Shadow of a Doubt (1943)
written by Thornton Wilder, Sally Benson, and Alma Reville
based on a story by Gordon McDonell
directed by Alfred Hitchcock
In director Alfred Hitchcock‘s thriller Shadow of a Doubt, Joseph Cotten plays Charles, a man on the run who comes to hide at his sister’s family’s home in California. His doting teenage niece (Teresa Wright), named Charlotte (Teresa Wright) after him, is initially excited to see him. But after a while, she becomes suspicious. Why did he give her an emerald ring with somebody else’s initials? Where did he get forty grand? And who are those men trailing him? Charles is clearly guilty of something. Could it be he’s the notorious Widow Murderer the police are searching for?

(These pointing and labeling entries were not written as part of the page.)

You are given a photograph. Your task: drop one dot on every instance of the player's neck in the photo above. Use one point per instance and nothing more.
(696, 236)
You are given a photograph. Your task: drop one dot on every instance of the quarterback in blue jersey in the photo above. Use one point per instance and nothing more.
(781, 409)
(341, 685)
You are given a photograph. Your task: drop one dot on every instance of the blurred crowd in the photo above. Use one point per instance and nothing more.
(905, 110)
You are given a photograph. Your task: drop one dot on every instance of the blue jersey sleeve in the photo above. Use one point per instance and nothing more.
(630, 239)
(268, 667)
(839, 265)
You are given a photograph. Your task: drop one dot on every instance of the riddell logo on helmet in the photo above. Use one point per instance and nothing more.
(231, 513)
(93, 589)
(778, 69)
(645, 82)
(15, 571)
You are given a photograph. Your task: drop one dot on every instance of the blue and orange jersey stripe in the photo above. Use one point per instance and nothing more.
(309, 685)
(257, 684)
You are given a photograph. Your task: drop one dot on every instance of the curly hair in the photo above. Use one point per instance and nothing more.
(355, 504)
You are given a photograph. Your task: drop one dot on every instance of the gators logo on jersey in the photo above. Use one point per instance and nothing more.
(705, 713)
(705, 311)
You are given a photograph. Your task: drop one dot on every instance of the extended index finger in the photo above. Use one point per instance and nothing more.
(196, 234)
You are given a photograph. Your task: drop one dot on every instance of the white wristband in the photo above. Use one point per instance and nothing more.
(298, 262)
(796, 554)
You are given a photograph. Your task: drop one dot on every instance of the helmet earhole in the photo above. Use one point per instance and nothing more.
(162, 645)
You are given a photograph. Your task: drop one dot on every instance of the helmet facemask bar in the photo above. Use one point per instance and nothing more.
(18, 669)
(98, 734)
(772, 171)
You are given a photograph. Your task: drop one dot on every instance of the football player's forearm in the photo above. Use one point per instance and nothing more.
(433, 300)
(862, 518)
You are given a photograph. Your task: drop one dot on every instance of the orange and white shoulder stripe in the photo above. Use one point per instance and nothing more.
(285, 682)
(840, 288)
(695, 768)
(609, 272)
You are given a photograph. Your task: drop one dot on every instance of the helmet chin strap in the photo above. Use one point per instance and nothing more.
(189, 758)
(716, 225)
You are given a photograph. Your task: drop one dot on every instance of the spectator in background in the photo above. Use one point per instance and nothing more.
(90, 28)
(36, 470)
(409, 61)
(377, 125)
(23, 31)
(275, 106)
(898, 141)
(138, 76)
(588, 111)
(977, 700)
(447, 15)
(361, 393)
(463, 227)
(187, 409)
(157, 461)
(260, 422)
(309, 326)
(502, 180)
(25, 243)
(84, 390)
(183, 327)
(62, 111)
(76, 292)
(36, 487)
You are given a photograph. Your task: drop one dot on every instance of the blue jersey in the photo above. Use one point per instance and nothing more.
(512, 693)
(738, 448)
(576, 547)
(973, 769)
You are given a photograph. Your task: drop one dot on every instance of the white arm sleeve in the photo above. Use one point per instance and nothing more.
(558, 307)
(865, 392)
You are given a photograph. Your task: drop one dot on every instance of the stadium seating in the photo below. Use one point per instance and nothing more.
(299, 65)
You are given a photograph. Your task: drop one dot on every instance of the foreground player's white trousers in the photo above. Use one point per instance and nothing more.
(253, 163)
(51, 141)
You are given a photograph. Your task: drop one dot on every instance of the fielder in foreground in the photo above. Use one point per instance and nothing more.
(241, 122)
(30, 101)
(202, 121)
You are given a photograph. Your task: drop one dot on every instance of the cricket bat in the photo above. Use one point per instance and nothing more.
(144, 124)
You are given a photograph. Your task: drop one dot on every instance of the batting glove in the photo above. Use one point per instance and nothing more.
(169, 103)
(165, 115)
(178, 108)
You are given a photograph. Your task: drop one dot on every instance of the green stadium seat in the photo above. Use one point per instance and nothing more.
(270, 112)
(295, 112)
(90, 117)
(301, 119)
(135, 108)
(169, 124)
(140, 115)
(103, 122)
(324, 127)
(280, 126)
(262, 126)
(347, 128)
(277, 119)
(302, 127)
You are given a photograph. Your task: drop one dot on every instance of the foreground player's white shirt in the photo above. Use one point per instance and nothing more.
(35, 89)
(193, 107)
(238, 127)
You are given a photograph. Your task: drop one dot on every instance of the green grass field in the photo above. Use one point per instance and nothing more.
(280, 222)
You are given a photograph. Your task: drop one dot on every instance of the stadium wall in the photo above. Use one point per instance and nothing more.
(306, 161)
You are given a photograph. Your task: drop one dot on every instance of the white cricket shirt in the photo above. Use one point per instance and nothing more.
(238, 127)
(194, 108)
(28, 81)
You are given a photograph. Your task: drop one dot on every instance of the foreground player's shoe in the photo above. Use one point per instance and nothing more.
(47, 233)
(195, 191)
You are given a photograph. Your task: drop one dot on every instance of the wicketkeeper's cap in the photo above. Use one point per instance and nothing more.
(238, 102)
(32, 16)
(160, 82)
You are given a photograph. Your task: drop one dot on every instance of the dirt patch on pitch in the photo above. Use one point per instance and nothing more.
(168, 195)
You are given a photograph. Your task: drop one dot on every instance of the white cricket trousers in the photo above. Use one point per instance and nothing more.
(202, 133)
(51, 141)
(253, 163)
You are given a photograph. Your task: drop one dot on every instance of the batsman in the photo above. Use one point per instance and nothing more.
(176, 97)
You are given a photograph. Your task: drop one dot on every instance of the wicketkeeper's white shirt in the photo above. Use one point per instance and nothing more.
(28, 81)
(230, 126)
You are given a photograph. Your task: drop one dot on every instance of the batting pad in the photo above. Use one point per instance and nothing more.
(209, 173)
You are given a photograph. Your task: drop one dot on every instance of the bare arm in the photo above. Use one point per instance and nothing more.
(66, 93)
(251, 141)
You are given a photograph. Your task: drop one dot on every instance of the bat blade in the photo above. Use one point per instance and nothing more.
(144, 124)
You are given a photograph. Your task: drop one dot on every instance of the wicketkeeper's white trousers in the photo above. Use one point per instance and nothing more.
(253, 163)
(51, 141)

The fun is not so much in finding out the truth, but in watching the battle of wits between Uncle Charlie and young Charlie. As usual with Hitchcock, there’s a lot going on between the lines: The camera compositions and cinematography are superb, shedding light upon the characters (just see the pic above), the underlying sexual tension between uncle and niece is played expertly by Cotten and Wright, and the climactic moments amp up the suspense slowly and deliberately. By this time in his career, Hitch was already a master provocateur. Just watch him push in on Charles at the dinner table as he complains about “faded, fat, greedy women.” Offscreen we hear Charlotte exclaim, “But they’re alive, they’re human beings!” Charles turns his face and softly says, “Are they?” Goosebumps.